А потом отец внезапно предложил поехать в Крым, втроём. И Лёка почувствовал, что в семье что-то переменилось. Возможно, таким образом папа хотел отвлечься от нескончаемых кафедральных дел или, может, просто пытался встряхнуть маму, тоже непомерно устающую в этом своём гастрономе. Или у них, что тоже допустимо, наступил второй медовый месяц, как это временами случается у любящих, но редко помнящих об этом супругов.

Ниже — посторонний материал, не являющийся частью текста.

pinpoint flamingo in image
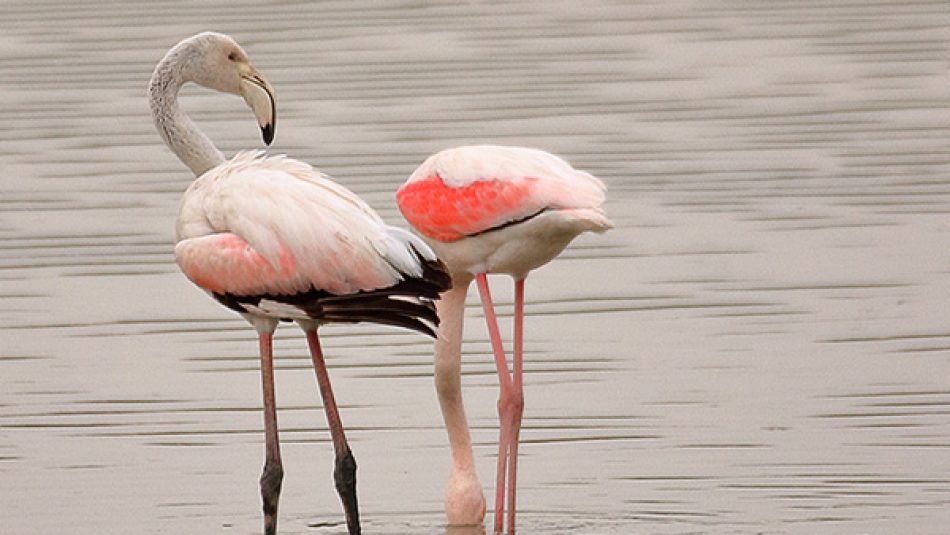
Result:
[396,145,613,534]
[148,32,450,535]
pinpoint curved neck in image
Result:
[435,280,475,474]
[148,53,224,176]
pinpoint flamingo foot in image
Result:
[445,474,487,526]
[333,448,360,535]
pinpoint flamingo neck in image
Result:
[148,50,224,176]
[435,280,475,474]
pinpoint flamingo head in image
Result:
[169,32,277,145]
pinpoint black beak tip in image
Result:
[261,123,274,145]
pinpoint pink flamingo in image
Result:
[148,32,450,534]
[396,145,613,534]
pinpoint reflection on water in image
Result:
[0,0,950,535]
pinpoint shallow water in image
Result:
[0,0,950,534]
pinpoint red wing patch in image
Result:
[175,232,300,295]
[396,175,544,242]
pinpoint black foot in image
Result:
[333,448,360,535]
[261,461,284,535]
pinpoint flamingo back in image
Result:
[396,145,610,242]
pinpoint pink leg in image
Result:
[508,279,524,535]
[258,332,284,535]
[475,273,513,533]
[306,330,360,535]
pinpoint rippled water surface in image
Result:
[0,0,950,534]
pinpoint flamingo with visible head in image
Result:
[148,32,450,534]
[396,145,613,534]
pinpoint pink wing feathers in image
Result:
[396,145,604,241]
[175,153,435,295]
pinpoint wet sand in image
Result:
[0,0,950,535]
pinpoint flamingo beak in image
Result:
[241,68,277,149]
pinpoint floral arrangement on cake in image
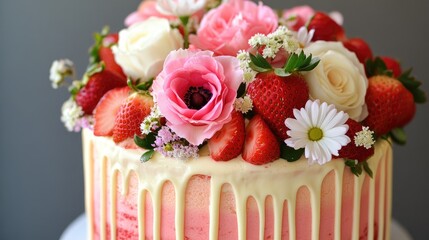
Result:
[50,0,426,175]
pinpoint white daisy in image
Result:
[285,100,350,165]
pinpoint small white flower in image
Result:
[354,126,375,149]
[61,98,84,132]
[49,59,74,89]
[297,27,315,48]
[285,100,350,165]
[234,95,253,113]
[156,0,206,17]
[237,50,257,83]
[140,105,161,135]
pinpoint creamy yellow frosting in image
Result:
[83,129,392,240]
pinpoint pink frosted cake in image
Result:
[50,0,426,240]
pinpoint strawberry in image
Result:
[338,119,374,162]
[247,73,309,139]
[94,87,130,136]
[365,76,416,136]
[98,33,127,81]
[208,111,245,161]
[343,38,372,65]
[242,115,280,165]
[76,70,127,114]
[307,12,346,41]
[113,92,153,143]
[380,56,402,78]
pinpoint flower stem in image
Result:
[179,16,189,49]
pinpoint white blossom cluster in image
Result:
[354,127,375,149]
[249,26,300,58]
[49,59,74,89]
[140,105,161,135]
[237,50,257,83]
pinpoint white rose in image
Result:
[112,17,183,81]
[304,41,368,121]
[156,0,206,17]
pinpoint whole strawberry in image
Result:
[307,12,346,41]
[343,38,372,64]
[113,92,153,143]
[242,115,280,165]
[338,119,374,162]
[380,56,402,78]
[208,111,245,161]
[365,75,416,136]
[76,70,127,114]
[247,72,309,139]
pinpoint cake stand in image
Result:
[59,213,412,240]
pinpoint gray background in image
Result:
[0,0,429,239]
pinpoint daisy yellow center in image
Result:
[308,127,323,142]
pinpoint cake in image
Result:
[50,0,426,240]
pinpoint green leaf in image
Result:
[249,53,273,72]
[280,142,304,162]
[140,149,155,163]
[361,161,373,178]
[237,83,246,98]
[284,53,298,72]
[390,128,407,145]
[134,133,155,149]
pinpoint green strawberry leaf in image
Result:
[140,149,155,163]
[280,51,320,77]
[390,128,407,145]
[134,133,155,149]
[280,142,304,162]
[365,57,393,77]
[88,26,110,65]
[249,53,273,72]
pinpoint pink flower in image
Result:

В любом случае, было хорошо, очень. Он вставал, пока родители ещё спали. Хотелось успеть захватить рассвет на фоне гор. Лёка закреплял штатив, устанавливал экспозицию и ловил в объектив всё самое прекрасное, дарованное небом. Затем, вновь опасаясь упустить режимную съёмку, повторял манипуляцию ближе к вечеру, но уже развернув камеру в обратную сторону, на закат. В момент начала светового разлива, сперва розового и сразу вслед за тем густо-малинового, солнце по обыкновению чуть-чуть не достигало верхнего края горы, того самого, который отстоял дальше от точки наблюдения. Лёка знал, что ещё малость – и оно присядет на этот край, на минутку, не более того, потому что ещё через мгновение начнёт заваливаться ниже, неровно разрубаясь надвое острым наконечником нависавшей над морем скалы. И это тоже непременно следовало взять крупно и широкоугольным объективом.